Physics major Jessica Steidle, a junior from Nunda, N.Y., works on a project in the department's particle accelerator lab. Geneseo has one of the few particle accelerators at a liberal arts college and is used heavily for research.
GENESEO, N.Y. – SUNY Geneseo ranked first among the 500 colleges in the nation with bachelor’s-only physics departments for producing the largest number of students graduating with a physics degree from 2012-2014.
The data were recently published by the American Institute of Physics (AIP). Geneseo averaged 36 graduates per year in the classes of 2012-14, outdistancing by six students the next highest institution, California Polytechnic State University in San Luis Obispo, whose total enrollment is almost quadruple that of Geneseo’s 5,500 student population.
“This data illustrates the quality academic program we have built here over the years, which continues to attract highly-talented students interested in careers that a strong physics background requires,” said Charles Freeman, professor and chair of Geneseo’s Department of Physics. “Our faculty teaching is outstanding and a large number of students have the opportunity to engage in high-impact research projects that are often only available in graduate school.”

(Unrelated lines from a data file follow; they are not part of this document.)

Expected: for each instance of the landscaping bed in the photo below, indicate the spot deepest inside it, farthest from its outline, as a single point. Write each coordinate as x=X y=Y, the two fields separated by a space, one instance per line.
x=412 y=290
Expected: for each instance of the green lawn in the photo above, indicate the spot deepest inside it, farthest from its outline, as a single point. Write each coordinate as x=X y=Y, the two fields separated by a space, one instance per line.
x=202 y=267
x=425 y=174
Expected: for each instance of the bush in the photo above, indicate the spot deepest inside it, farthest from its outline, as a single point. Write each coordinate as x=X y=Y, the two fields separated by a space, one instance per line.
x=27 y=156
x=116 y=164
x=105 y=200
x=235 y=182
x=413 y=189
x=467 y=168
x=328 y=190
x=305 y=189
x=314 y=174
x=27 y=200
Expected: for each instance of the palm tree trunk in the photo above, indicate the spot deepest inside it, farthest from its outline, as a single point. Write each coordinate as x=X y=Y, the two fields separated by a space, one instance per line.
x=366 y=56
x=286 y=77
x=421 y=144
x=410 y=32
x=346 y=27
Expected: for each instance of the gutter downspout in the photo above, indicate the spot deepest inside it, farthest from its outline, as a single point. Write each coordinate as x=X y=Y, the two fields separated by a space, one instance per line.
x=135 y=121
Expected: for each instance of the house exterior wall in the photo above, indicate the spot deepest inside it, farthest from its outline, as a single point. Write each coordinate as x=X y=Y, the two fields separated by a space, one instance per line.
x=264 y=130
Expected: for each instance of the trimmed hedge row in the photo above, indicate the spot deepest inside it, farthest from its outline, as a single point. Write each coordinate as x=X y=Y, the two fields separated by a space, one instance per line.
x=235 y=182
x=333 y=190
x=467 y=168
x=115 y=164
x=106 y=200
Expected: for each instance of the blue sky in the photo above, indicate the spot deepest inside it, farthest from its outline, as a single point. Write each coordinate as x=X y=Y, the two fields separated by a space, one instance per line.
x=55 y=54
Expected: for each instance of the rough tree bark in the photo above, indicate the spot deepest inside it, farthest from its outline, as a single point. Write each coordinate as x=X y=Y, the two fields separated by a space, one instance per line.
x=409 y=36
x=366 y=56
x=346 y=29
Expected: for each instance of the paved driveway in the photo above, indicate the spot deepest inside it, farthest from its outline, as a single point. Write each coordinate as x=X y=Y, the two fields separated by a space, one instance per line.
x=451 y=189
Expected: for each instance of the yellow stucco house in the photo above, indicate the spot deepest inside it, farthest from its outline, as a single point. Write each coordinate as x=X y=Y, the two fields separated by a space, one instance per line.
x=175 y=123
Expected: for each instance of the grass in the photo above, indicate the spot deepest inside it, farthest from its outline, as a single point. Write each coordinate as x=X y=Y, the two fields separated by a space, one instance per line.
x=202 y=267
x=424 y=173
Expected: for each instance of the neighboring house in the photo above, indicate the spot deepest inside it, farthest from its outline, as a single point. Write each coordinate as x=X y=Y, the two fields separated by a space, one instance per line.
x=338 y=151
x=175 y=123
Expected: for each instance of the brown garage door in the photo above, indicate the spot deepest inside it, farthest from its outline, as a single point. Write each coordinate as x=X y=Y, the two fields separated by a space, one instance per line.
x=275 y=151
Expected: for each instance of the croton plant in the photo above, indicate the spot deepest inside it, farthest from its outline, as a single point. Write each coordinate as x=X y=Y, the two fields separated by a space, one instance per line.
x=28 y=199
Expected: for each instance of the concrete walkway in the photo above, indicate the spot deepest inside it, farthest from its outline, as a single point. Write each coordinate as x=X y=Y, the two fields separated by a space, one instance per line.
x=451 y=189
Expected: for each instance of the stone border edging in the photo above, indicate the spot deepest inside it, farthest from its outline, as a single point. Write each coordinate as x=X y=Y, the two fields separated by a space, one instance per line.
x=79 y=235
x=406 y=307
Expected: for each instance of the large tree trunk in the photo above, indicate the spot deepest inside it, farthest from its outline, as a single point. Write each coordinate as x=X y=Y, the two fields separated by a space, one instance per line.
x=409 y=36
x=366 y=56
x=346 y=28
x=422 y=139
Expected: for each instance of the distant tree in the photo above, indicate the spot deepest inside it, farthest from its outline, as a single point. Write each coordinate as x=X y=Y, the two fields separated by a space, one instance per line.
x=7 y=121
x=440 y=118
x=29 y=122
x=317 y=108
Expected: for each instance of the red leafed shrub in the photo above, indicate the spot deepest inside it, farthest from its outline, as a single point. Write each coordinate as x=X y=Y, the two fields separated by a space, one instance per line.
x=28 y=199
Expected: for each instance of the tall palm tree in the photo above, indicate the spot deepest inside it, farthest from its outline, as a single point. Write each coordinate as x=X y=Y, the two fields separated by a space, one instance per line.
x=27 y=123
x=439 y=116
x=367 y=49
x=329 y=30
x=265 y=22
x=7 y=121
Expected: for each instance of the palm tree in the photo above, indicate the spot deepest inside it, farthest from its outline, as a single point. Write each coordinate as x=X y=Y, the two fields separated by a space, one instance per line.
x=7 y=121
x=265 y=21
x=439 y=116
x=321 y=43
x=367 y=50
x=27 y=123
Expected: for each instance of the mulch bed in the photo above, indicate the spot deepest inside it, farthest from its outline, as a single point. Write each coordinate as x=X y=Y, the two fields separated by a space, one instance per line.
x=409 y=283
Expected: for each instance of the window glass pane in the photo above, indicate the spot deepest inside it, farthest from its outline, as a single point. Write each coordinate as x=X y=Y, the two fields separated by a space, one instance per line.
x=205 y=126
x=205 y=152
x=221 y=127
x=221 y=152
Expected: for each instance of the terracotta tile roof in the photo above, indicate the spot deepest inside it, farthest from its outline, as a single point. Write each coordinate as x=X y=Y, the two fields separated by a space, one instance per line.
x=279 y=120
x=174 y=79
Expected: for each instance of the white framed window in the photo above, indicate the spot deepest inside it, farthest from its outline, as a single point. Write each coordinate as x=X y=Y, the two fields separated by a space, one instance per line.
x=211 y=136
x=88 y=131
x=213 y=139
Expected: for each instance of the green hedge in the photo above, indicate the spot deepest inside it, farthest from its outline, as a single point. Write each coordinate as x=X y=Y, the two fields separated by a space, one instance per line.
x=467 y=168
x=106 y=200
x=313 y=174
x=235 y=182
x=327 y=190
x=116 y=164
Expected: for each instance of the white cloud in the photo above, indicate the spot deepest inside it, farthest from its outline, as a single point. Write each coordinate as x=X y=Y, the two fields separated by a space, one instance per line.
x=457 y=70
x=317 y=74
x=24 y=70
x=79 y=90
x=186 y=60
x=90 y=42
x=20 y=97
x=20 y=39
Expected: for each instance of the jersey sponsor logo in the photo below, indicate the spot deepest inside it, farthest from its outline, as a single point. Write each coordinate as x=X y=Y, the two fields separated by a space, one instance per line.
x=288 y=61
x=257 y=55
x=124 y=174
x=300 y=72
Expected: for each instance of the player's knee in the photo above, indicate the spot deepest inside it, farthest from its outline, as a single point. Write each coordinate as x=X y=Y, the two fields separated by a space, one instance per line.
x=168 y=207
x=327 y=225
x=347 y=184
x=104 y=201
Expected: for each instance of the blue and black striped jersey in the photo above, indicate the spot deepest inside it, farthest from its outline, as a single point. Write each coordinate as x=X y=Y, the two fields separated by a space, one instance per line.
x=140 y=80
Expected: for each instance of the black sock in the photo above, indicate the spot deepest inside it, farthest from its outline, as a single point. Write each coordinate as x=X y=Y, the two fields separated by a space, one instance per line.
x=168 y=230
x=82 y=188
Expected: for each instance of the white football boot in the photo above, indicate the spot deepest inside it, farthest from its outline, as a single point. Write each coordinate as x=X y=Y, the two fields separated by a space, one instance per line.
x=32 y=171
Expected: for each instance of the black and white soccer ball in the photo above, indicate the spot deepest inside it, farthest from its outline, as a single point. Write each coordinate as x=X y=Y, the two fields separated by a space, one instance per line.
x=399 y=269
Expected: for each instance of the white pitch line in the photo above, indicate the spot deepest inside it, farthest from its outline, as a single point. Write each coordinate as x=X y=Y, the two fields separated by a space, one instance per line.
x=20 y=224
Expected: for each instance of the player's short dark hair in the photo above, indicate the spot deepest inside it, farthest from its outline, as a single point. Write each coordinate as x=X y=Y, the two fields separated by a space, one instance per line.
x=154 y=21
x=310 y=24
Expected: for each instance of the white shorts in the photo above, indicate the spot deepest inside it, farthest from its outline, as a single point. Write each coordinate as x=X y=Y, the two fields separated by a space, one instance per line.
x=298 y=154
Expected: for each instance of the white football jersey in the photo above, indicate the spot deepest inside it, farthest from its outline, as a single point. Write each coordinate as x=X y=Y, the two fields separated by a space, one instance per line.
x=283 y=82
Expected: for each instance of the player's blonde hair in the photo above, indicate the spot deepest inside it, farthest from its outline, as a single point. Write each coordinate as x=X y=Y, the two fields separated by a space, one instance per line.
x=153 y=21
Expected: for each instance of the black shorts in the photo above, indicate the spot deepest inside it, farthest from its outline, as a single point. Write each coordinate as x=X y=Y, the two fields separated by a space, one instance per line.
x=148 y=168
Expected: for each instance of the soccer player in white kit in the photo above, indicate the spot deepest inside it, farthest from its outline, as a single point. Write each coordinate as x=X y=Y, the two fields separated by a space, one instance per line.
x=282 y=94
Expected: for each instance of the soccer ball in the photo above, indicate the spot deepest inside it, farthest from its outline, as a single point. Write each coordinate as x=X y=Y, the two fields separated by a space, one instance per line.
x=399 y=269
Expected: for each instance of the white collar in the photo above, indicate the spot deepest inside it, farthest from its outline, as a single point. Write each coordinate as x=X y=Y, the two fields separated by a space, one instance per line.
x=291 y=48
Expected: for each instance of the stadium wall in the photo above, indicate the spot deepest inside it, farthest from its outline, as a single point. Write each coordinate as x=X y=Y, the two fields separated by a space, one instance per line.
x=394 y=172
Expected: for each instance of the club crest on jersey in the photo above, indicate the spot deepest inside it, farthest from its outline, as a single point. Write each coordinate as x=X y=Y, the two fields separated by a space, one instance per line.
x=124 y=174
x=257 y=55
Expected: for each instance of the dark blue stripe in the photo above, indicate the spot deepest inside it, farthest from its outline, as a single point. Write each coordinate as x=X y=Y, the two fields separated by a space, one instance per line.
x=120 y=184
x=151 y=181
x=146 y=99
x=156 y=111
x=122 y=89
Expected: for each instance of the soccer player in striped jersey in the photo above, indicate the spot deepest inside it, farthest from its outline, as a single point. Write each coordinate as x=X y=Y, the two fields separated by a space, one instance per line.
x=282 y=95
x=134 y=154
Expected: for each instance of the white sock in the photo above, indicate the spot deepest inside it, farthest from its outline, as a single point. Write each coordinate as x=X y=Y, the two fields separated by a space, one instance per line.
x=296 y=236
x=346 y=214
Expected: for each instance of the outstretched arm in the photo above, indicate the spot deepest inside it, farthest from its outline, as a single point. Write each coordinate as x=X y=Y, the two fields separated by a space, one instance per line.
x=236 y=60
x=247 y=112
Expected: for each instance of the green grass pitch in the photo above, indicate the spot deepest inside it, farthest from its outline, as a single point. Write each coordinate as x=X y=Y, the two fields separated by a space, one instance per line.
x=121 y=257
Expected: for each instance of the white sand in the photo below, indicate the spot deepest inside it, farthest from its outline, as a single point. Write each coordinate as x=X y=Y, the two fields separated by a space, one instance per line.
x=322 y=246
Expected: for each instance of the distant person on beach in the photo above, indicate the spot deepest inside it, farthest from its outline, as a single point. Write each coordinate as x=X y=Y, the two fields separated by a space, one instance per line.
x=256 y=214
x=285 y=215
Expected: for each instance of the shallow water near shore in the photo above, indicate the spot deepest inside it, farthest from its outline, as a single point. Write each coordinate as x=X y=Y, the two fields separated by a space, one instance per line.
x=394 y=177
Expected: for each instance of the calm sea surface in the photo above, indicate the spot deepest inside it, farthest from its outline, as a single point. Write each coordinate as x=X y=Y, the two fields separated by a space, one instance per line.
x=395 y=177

Physics major Tim Filkins, a senior from Belmont, N.Y., takes notes in the particle accelerator lab.
SUNY Geneseo’s Department of Physics and Astronomy prepares its students for a variety of careers including engineering and related fields, teacher certification and research in industry or graduate school.
In addition to teaching, the department’s nine full-time faculty members are involved in a variety of research projects, providing numerous opportunities for undergraduate students to get involved in research with faculty during the year and in the summer. Many students involved in research travel to physics conferences with faculty to present findings to a wider physics community.
The AIP is a not-for-profit organization that promotes the knowledge of physics and its application to human welfare.